Заткнитесь. У меня похмелье. И только попробуйте у меня что-либо спросить.
-- А что думает Вадик?
Все они пи....сы. И программист Вадик -- тоже.
-- Думаю, это оживит наш эфир... -- что-то бурчу я.
Вадик тоже так думает, оказывается. А-а-а, как раскалывается голова!..
Интересно, что сейчас лучше выпить: 100 грамм ледяной водки, банку холодного пива или 50 грамм коньячка? Я вчера много выпил, даже по моим меркам много. И ночь выдалась та ещё. И какой мудак догадался устроить собрание в субботу в девять утра?! Собрали всех, включая начальника охраны и программиста. Офигеть.
-- Большинство слушателей нашей радиостанции -- это молодые люди от двадцати до сорока лет, -- жизнерадостно говорит Лилька из маркетингового.
Ну, врёт же! Откуда вообще эти данные?! Исследования? Свежо предание... Но нет, все одобрительно кивают. "От двадцати до сорока", какая сверхточность! Краем глаза вижу, как сник начальник охраны, бывший мент. В музыке и радио он разбирается, как я в ядерной физике. Представляю себе, что вместо кофе в чашке пиво; мой взор затуманивается. Да, это пиво, можно пить. Беру кружку в руки, отпиваю и мысленно матерюсь. Горячее пиво со вкусом кофе.
-- Таким образом, рост доли аудитории составит... -- заканчивает Лилька.
-- А что вы думаете на этот счёт, Павел Сергеевич? -- крайне заинтересованно спрашивает Анжела Викторовна.
Ну вот, приехали. Дошла очередь и до начальника охраны. Он багровеет лицом и выдавливает одно предложение:
-- Целиком и полностью поддерживаю.
Анжела удовлетворённо хмыкает и переводит взгляд на меня. Я долго не могу сосредоточиться на её физиономии. Кажется, она перебарщивает с макияжем. С таким слоем штукатурки на лице быть замом?.. Определённо, в этой конторе надо что-то менять...

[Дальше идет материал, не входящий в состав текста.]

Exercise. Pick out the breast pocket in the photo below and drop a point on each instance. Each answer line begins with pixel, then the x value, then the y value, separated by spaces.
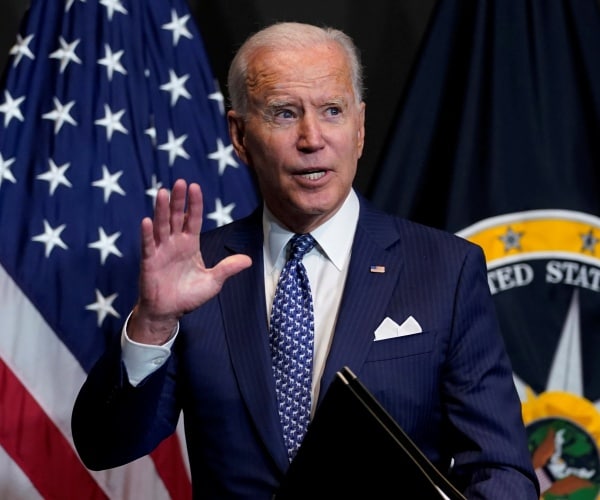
pixel 400 347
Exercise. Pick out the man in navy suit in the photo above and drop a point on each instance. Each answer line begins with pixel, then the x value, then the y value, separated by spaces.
pixel 406 307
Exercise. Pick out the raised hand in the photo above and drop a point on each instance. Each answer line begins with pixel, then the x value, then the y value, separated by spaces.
pixel 173 278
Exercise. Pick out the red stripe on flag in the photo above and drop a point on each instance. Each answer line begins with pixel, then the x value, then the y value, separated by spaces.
pixel 38 447
pixel 171 468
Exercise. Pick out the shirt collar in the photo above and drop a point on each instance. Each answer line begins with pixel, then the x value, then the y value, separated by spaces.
pixel 334 237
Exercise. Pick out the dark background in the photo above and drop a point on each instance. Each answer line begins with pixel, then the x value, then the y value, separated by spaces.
pixel 388 33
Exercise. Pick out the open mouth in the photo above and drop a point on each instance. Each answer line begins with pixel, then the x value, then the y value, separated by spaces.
pixel 314 176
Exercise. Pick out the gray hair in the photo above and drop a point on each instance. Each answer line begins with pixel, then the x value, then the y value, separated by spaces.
pixel 293 35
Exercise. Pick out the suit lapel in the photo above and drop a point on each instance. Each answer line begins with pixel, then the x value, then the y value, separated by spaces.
pixel 244 314
pixel 366 294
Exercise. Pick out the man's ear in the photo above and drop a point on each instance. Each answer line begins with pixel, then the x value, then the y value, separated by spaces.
pixel 237 130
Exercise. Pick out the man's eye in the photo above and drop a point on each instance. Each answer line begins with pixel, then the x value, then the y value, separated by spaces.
pixel 285 114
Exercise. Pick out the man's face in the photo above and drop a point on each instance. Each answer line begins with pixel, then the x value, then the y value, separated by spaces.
pixel 303 133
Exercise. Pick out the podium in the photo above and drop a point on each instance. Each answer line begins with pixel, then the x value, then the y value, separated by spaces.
pixel 354 449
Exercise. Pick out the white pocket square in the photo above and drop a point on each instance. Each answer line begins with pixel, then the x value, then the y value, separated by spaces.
pixel 389 329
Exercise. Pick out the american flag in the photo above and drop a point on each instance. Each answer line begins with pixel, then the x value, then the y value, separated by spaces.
pixel 105 101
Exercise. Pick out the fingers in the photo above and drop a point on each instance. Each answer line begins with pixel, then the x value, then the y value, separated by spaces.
pixel 177 206
pixel 193 223
pixel 170 215
pixel 148 246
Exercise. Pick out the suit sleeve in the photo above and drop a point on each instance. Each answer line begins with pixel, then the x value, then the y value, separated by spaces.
pixel 113 422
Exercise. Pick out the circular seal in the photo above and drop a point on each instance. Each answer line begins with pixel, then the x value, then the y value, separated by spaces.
pixel 544 275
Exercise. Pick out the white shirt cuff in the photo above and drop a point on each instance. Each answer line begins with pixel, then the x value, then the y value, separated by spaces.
pixel 143 359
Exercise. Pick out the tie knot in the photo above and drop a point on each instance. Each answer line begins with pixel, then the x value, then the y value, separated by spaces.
pixel 301 244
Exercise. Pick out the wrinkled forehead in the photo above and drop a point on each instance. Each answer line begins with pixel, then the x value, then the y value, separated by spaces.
pixel 277 70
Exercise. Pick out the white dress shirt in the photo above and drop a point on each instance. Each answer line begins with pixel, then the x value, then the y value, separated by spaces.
pixel 327 268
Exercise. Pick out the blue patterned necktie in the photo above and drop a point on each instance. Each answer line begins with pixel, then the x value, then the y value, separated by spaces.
pixel 291 339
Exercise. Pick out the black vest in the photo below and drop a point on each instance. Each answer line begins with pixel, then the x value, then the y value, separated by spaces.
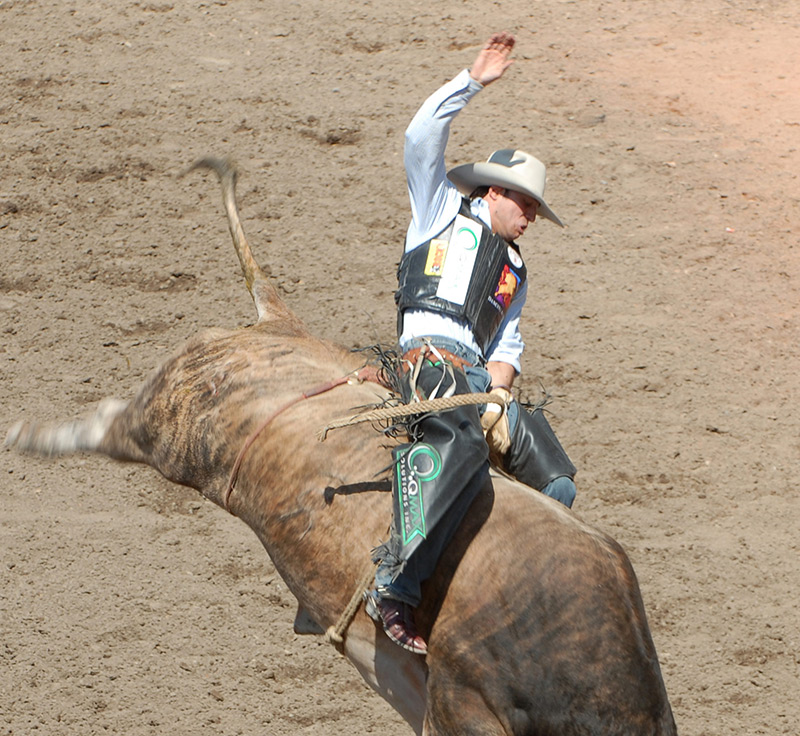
pixel 466 272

...На секунду задержав на мне взгляд, Анжела утыкается в ежедневник. Я шмыгаю носом и подвожу итоги:
-- Короче, всё понятно. Работать никто не хочет. Наша радиостанция на фиг никому не нужна, слушают ее только дебилы, случайно на неё настроившиеся. Работают здесь одни мудаки, создающие иллюзию плодотворной деятельности. Персонал абсолютно нетрудоспособен. Вы все уволены, включая пи....са Вадика.
Тишина. Вадик краснеет. Анжела Викторовна, выпучив глаза, пытается понять, в чём подвох. Шокированный Александр Дмитриевич артистично "роняет" нижнюю челюсть.
Красота!..
***
-- А что скажет Денис?
Бегло осматриваю комнату, краснею и начинаю что-то бубнить об оживлении эфира, прекрасной новой концепции радиостанции, восторженных слушателях, духовности...

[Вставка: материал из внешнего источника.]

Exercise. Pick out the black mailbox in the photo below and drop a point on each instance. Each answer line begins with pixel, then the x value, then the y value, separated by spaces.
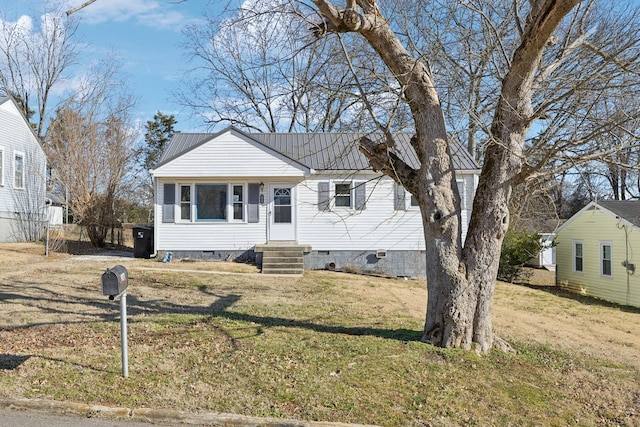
pixel 114 281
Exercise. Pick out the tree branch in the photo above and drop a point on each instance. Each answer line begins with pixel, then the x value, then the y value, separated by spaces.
pixel 82 6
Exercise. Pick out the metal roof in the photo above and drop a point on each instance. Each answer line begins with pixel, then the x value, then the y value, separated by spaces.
pixel 319 151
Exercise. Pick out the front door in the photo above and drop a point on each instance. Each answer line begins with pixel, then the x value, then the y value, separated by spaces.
pixel 282 212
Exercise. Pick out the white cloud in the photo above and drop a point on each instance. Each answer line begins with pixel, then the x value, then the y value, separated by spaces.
pixel 150 13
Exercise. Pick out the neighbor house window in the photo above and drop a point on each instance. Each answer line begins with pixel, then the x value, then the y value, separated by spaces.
pixel 578 265
pixel 18 171
pixel 1 166
pixel 343 194
pixel 238 202
pixel 211 201
pixel 605 259
pixel 185 202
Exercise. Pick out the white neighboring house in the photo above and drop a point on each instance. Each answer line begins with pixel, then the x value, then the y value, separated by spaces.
pixel 23 167
pixel 232 195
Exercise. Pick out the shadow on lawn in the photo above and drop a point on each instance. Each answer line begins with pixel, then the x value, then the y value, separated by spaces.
pixel 582 299
pixel 56 303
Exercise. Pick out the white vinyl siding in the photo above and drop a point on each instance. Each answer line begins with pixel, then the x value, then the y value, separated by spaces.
pixel 17 137
pixel 234 158
pixel 1 166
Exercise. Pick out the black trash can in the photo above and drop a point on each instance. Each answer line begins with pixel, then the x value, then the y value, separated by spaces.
pixel 142 242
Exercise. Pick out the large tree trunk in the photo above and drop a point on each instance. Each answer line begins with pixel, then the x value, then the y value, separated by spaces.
pixel 460 280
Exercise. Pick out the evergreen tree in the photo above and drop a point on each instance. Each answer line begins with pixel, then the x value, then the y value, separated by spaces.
pixel 158 135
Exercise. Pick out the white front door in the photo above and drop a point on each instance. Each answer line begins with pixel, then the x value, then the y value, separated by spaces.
pixel 282 212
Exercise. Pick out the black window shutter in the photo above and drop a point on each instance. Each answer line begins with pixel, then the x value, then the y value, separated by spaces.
pixel 168 210
pixel 253 206
pixel 323 196
pixel 360 196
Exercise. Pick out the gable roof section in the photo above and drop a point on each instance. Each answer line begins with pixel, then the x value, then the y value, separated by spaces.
pixel 15 109
pixel 626 210
pixel 319 151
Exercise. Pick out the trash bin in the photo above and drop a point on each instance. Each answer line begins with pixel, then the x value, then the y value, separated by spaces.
pixel 142 242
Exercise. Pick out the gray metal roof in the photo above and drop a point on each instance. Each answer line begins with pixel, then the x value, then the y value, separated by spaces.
pixel 319 151
pixel 626 209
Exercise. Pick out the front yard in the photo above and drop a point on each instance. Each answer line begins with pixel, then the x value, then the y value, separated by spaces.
pixel 328 346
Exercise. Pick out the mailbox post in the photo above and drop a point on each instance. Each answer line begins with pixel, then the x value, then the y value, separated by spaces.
pixel 114 283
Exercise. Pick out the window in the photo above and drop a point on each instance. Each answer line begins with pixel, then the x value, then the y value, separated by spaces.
pixel 605 259
pixel 185 202
pixel 343 195
pixel 211 201
pixel 578 257
pixel 18 171
pixel 238 202
pixel 1 166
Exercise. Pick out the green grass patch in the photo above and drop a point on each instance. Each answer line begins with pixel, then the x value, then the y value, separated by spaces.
pixel 311 349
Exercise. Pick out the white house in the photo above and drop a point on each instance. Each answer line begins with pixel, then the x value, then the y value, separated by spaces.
pixel 234 195
pixel 598 252
pixel 23 168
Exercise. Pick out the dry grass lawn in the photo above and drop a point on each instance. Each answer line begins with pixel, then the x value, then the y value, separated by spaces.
pixel 329 346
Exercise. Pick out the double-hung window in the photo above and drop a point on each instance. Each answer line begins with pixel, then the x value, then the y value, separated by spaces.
pixel 606 259
pixel 343 194
pixel 185 202
pixel 578 257
pixel 238 202
pixel 211 202
pixel 18 170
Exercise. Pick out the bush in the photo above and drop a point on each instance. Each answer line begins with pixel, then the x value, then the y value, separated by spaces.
pixel 518 247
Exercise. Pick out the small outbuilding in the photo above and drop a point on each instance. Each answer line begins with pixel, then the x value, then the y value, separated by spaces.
pixel 598 252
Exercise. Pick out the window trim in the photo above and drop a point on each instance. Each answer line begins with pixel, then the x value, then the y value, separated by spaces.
pixel 335 194
pixel 226 204
pixel 20 154
pixel 574 255
pixel 232 202
pixel 181 202
pixel 228 207
pixel 601 258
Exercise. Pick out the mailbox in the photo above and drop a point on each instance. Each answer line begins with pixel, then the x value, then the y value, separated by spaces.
pixel 114 281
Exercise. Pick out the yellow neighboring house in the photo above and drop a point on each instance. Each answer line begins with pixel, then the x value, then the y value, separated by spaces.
pixel 598 252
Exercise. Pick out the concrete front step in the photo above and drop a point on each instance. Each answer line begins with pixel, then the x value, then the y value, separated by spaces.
pixel 283 258
pixel 278 270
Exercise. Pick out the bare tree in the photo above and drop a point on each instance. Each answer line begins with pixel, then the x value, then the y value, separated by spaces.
pixel 35 59
pixel 461 279
pixel 548 62
pixel 262 71
pixel 90 144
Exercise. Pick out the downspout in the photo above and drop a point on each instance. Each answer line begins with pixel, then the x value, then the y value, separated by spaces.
pixel 155 215
pixel 629 267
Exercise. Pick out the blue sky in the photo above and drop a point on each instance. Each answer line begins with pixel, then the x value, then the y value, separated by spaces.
pixel 144 34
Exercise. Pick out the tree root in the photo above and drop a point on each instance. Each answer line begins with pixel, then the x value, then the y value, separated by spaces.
pixel 502 345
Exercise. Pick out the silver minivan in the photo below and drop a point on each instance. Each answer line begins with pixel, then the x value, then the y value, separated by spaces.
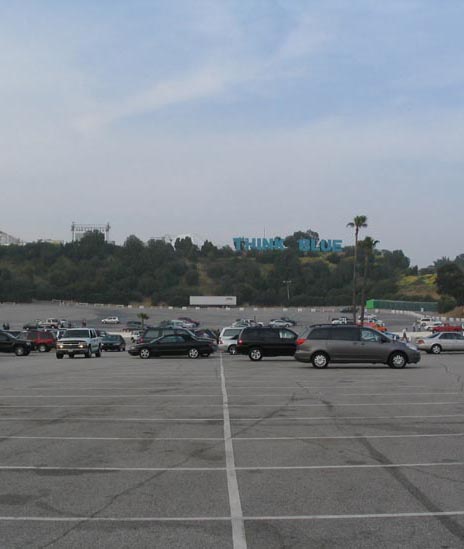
pixel 326 343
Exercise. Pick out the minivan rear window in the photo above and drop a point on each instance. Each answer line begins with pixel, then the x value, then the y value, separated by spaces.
pixel 319 333
pixel 231 333
pixel 346 334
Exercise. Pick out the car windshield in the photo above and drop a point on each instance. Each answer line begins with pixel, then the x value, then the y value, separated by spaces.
pixel 76 333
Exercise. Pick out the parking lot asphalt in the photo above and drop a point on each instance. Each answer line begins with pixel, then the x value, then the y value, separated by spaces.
pixel 225 453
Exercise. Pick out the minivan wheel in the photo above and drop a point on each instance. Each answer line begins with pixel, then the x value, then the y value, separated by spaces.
pixel 193 353
pixel 145 353
pixel 320 360
pixel 397 360
pixel 255 354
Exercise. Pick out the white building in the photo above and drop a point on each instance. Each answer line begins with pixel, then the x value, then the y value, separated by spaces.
pixel 7 239
pixel 78 230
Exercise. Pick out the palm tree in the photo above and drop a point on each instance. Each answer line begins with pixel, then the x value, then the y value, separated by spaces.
pixel 359 222
pixel 368 245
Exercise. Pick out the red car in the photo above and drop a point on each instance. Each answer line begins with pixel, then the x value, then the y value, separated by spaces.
pixel 41 340
pixel 447 328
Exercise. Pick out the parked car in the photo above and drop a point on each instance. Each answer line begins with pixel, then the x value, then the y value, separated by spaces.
pixel 110 320
pixel 353 344
pixel 31 325
pixel 14 333
pixel 206 333
pixel 228 338
pixel 258 342
pixel 174 344
pixel 279 323
pixel 154 332
pixel 282 322
pixel 447 328
pixel 10 344
pixel 113 342
pixel 441 342
pixel 392 336
pixel 189 320
pixel 79 341
pixel 40 340
pixel 133 325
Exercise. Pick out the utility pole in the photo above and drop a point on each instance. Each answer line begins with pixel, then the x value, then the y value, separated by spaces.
pixel 287 283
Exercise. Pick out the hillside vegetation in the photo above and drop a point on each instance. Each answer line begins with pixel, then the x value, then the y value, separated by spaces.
pixel 94 271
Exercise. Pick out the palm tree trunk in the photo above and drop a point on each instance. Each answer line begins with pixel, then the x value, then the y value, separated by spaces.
pixel 363 291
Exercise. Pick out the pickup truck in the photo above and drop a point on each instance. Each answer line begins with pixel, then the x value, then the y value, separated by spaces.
pixel 79 341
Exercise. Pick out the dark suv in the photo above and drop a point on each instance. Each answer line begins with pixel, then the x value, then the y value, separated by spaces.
pixel 345 344
pixel 10 344
pixel 258 342
pixel 157 331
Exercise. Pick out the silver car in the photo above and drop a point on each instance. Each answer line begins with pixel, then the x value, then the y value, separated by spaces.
pixel 228 339
pixel 344 344
pixel 441 342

Программист Вадик хихикает в кулачок.
Блядство.
2005
Вот счастье бы...
К старым порванным кроссовкам липнет грязь. Обволакивает, просачивается сквозь дыры. В кроссовках греется, сука. А хрена ли, другой обуви нет. Нужна работа. Встретил только что одноклассника.
-- Как дела? -- спрашивает.
-- Нормально, -- отвечаю, -- институт закончил, работу ищу.
Осматривает меня сверху донизу, хмыкает:
-- Ну, удачи в поисках.
Запрыгивает в свой "Ауди" и уезжает. Автомобиль не новый, но у меня и такого-то нет. Мне чего-нибудь попроще: кроссовки поменять на ботинки, например. Но и тут нужны деньги. Работу бы, хоть какую, но главное -- по специальности. Приодеться, матери помочь. Вот счастье бы настало.
***
-- Да вы чего, охренели, что ли? Я, б...., за вас это должен решать? Что? Да меня не волнует! Решайте!
Отключаюсь. Вот суки! Я, когда простым менеджером был, сам подобные вещи решал. Развели детский сад, чуть что -- заму генерального звонить. П....ц.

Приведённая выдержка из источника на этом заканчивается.